"Heywood came last, drifting in on gravity beams," he whispered, moving aside that she might see. "No one saw him arrive ... nor his cargo."
"What ships are those?" she asked, peering down.
"Gion's. Escape craft. The regular cradles on the open field could go, but he keeps ships here in this forgotten blow-hole, unmarked and unknown. Insurance. Trust a rat to have a way to leave the sinking ship. We'll remember them." He closed the door gently.
They slipped on. Above them the distant sounds of fortress life drifted through the deserted corridors, but in these depths they met no living thing. His hand checked her, hard on her soft arm.
"Beyond that. The room where Gion sat, watching me." His gun was out, the powerful slides poised and ready in his hand. "Wait here."
"I needn't," she replied, quietly. "You will not find him, Kurland."
He rounded the corner, paused. The rough wooden door of the room stood half ajar. A dim light burned above it, casting dark and mocking shadows across the worn grey stone. Somewhere a man whistled merrily, faded away into the distance.

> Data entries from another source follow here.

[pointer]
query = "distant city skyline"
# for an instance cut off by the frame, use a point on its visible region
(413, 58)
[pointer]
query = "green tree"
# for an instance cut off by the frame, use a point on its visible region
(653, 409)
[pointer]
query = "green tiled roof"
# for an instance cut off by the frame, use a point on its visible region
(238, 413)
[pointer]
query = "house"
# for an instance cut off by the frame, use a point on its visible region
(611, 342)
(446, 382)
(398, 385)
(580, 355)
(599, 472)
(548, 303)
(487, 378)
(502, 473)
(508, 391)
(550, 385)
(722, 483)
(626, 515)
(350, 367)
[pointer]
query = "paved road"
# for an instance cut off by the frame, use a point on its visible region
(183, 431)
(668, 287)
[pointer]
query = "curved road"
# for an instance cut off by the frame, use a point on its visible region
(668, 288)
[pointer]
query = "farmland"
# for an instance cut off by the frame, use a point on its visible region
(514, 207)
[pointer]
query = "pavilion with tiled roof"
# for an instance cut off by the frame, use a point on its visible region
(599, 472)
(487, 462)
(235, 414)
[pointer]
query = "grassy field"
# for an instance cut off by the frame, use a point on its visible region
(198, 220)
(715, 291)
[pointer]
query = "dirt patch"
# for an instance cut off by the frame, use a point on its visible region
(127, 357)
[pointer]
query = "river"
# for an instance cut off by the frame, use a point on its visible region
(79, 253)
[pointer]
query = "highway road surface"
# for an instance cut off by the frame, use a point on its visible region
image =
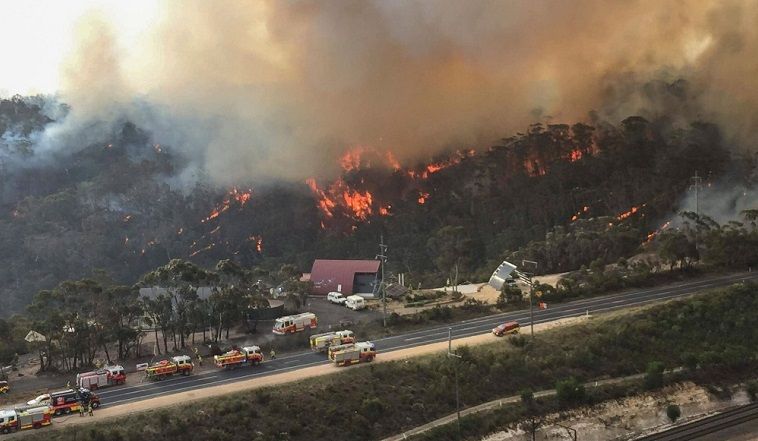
(136, 390)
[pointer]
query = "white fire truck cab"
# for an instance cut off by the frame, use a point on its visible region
(295, 323)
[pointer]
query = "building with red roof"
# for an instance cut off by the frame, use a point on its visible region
(345, 276)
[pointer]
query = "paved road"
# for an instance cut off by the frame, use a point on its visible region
(712, 425)
(135, 390)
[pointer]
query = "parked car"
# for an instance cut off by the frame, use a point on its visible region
(336, 297)
(41, 399)
(506, 328)
(356, 303)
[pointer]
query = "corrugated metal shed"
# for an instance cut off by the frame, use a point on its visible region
(327, 275)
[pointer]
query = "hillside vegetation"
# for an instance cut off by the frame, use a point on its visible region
(713, 335)
(122, 204)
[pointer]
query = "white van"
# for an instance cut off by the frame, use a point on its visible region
(355, 303)
(336, 297)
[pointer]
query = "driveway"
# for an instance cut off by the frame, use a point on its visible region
(330, 314)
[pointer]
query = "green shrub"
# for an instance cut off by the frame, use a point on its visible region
(654, 375)
(752, 390)
(673, 412)
(570, 392)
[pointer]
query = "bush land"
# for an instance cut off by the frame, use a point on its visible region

They moved forward, silent, barefoot on the stone. He sighted on the door's edge, stepped forward abruptly. She saw him freeze, the gun lifting, then sway back, his body slowly relaxing. The blaster was hip-high, level, ruthless as the steel within his greying eyes. The door swung silently open at his touch.
Gion sat beyond the table, the leaden boxes piled beside him. One lay open, tilted carelessly upon its side, and across the gleaming surface of the table lay a tumbled heap of ruddy golden chains and bangles and massive, chiseled collars. Bright glints of white and blue and green sparkled cleanly through the twisted coils of hammered gold, but the white-hot glare the outlaw knew no longer blazed within the priceless settings.
The Jewels of Orion were ... gone.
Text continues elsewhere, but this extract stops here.